Diane Karpman's article (September) noted that
sole practitioners and members of small firms were far more likely to
be the subject of disciplinary action than lawyers practicing in
larger firms. This fact may easily lead to an inference that the
disciplinary system is biased in favor of larger firms.
There is something wrong with small firms and
solo practitioners being disproportionately liable to disciplinary
action. But I believe there is a factor which the article failed to
mention: mentors. In larger firms, new lawyers work under close
supervision and even experienced lawyers are far more likely to work
as members of a team rather than all alone. As a result, mistakes are
caught before they harm the client and new lawyers in particular are
taught potential pitfalls.
There is something wrong with a system where, in
general, those lawyers who did less well in law school are often left
with only the option of hanging out their own shingle. Other
professions solve this problem by demanding an apprenticeship of one
kind of another, as does the English bar. Should our profession do
less?
W.F. Rylaarsdam
4th District Court of Appeal, Santa Ana
Assumption of guilt
In his opinion piece (November), John McNeece
states that "in light of the scope and destructiveness of the
terrorist attack and the evident interrelation between bin Laden and
the Taliban, the U.S. is justified in asserting self-defense as a
basis for the armed response against the Taliban."

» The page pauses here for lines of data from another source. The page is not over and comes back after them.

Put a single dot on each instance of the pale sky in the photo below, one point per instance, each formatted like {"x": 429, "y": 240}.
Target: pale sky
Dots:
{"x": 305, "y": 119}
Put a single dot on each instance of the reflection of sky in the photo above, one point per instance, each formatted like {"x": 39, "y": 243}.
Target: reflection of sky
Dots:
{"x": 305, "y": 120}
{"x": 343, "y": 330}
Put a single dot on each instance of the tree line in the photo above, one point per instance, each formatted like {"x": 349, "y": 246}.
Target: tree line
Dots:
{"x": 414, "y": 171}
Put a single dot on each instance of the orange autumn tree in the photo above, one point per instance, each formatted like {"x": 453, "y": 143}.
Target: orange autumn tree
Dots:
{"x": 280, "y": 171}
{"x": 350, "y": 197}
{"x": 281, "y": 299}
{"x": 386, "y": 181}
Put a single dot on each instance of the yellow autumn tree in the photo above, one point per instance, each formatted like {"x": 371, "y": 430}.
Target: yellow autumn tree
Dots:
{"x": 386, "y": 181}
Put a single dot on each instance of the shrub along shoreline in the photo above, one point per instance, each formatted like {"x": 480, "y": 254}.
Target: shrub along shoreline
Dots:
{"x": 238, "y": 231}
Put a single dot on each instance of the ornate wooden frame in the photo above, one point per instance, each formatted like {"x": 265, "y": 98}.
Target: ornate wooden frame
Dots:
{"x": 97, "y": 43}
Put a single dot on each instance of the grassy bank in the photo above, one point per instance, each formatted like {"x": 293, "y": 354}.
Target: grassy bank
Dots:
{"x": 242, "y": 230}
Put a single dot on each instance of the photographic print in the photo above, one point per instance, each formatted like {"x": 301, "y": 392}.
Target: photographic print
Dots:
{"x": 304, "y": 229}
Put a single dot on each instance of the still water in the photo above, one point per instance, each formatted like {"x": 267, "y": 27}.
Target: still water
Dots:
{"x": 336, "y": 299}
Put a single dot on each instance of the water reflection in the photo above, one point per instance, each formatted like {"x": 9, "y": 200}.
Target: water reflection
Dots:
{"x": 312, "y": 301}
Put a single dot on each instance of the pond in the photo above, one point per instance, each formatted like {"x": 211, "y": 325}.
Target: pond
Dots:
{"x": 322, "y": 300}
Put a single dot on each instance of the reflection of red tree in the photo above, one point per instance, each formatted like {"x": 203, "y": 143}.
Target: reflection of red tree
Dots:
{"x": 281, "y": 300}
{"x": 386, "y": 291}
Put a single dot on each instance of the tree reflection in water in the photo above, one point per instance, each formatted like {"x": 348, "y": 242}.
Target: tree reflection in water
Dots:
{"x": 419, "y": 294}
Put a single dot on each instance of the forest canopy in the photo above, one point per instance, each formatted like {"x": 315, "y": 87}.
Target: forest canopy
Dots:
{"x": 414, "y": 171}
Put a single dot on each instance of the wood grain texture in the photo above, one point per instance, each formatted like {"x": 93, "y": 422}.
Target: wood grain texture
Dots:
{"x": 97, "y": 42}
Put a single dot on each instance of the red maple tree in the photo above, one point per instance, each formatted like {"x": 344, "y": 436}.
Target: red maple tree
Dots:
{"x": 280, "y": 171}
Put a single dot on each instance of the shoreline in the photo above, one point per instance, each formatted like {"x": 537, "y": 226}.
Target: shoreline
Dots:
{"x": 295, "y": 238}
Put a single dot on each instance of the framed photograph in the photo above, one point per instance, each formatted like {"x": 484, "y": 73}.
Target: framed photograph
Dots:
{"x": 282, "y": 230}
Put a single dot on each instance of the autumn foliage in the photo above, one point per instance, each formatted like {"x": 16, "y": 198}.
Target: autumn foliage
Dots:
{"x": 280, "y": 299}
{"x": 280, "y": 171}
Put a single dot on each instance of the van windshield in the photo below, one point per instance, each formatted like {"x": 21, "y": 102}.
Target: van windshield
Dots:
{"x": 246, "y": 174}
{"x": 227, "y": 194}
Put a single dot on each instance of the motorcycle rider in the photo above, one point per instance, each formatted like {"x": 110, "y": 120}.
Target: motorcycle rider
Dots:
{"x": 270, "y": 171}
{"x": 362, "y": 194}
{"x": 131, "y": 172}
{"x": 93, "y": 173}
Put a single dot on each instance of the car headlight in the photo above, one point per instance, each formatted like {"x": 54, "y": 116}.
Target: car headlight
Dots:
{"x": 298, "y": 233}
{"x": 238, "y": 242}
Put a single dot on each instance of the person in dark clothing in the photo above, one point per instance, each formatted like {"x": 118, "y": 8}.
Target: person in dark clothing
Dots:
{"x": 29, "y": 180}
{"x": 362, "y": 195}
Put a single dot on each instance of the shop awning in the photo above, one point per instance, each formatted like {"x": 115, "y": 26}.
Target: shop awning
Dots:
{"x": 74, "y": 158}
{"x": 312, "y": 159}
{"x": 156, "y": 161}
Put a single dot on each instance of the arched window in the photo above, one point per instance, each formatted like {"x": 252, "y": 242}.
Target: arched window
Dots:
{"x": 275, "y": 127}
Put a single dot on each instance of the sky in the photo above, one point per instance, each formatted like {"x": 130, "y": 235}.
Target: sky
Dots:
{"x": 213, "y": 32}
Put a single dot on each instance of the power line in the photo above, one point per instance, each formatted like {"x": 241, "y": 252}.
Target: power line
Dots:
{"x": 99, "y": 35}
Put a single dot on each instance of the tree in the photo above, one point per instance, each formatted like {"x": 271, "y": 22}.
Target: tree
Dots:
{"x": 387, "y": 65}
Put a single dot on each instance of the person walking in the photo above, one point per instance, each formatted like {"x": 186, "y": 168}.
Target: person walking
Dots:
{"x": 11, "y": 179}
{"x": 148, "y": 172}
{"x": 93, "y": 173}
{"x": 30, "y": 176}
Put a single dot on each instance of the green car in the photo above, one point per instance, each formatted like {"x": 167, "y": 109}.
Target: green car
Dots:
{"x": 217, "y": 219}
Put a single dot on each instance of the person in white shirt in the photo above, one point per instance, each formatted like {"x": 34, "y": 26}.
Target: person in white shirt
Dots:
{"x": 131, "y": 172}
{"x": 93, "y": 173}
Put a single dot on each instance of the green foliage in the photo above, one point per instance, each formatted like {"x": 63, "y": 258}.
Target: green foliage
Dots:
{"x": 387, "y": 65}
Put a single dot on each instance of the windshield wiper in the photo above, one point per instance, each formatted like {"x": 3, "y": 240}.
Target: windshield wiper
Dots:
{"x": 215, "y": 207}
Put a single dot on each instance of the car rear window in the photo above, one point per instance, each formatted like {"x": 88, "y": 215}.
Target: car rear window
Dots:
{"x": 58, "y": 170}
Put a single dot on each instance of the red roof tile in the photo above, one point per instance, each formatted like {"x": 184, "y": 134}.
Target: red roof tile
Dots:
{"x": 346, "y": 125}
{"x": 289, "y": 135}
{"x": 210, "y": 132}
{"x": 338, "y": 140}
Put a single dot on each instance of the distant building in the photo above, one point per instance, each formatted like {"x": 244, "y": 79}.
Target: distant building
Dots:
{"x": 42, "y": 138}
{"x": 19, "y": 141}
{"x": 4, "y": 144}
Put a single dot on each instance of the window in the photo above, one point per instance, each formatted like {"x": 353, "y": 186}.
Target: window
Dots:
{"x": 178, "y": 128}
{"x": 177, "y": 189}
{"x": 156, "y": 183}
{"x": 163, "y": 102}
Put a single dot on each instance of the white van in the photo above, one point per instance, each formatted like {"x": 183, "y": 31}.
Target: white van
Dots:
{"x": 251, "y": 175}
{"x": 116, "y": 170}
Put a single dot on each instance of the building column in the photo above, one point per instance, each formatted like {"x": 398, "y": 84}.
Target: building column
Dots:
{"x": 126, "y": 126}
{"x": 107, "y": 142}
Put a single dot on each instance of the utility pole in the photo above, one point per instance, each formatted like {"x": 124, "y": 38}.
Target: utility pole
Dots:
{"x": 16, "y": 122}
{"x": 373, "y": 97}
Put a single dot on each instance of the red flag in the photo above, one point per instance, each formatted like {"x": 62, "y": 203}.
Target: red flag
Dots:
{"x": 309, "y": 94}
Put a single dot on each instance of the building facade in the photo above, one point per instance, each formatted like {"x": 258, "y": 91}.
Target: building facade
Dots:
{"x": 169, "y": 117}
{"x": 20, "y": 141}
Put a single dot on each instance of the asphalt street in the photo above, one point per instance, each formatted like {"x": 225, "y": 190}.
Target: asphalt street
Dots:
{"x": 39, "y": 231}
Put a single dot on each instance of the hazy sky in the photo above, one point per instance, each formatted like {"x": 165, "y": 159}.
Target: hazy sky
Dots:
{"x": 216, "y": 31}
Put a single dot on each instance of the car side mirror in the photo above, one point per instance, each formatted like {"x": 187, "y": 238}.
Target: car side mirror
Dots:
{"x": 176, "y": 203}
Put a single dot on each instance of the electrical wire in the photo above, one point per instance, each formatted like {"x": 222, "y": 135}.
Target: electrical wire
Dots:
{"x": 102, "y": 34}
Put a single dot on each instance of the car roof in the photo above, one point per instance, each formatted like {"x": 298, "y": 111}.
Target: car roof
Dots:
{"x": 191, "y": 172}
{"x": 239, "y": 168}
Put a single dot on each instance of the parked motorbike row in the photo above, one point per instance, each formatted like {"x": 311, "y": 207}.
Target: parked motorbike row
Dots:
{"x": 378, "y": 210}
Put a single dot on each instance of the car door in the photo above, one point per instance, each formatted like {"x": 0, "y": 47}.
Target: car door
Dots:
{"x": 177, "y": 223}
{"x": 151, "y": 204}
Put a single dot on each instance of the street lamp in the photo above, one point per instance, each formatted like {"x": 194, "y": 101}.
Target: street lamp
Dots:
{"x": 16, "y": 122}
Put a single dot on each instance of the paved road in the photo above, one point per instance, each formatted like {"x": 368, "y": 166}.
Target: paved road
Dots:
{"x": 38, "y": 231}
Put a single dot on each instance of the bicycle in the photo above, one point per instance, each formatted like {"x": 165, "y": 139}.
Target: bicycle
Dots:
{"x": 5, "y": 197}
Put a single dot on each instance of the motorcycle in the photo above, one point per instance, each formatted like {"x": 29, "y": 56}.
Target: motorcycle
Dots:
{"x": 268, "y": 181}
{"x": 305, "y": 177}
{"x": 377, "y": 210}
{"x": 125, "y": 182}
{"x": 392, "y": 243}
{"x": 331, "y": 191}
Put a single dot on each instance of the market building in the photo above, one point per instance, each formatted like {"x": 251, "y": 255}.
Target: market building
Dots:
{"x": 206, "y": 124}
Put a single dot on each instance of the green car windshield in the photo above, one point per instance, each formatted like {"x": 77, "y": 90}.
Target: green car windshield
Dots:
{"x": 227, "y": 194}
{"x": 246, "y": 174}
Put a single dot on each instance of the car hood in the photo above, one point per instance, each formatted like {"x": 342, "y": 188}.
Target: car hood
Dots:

In the Gulf War, George Bush Sr. had express
authority from the U.N. Security Council to use force to expel Iraq
from Kuwait. Resolutions 1368 and 1373, while condemning "terrorist
attacks" and reaffirming the "inherent right of individual or
collective self-defence" under Article 51, do not explicitly
authorize the U.S. to attack Afghanistan.
Article 51 clearly contemplates the that the
right of "self-defence" applies only when one state has been
attacked by another state. All we know about the men who commandeered
the planes that struck the Twin Towers and the Pentagon is that 15 of
the 19 were Saudi Arabian citizens, two were from the United Arab
Emirates, one was from Lebanon and the alleged
leader was Egyptian. The Bush administration has yet to provide
any credible evidence that links Osama bin Laden or the de facto
government of Afghanistan to the Sept. 11 attacks.
Since President Bush, and apparently Mr. McNeece,
already know bin Laden and the Taliban are "guilty" we need not
look to international law which requires the slow and methodical
accumulation of evidence that will support indictments of individuals
or organizations that planned the horrific attacks on Sept. 11.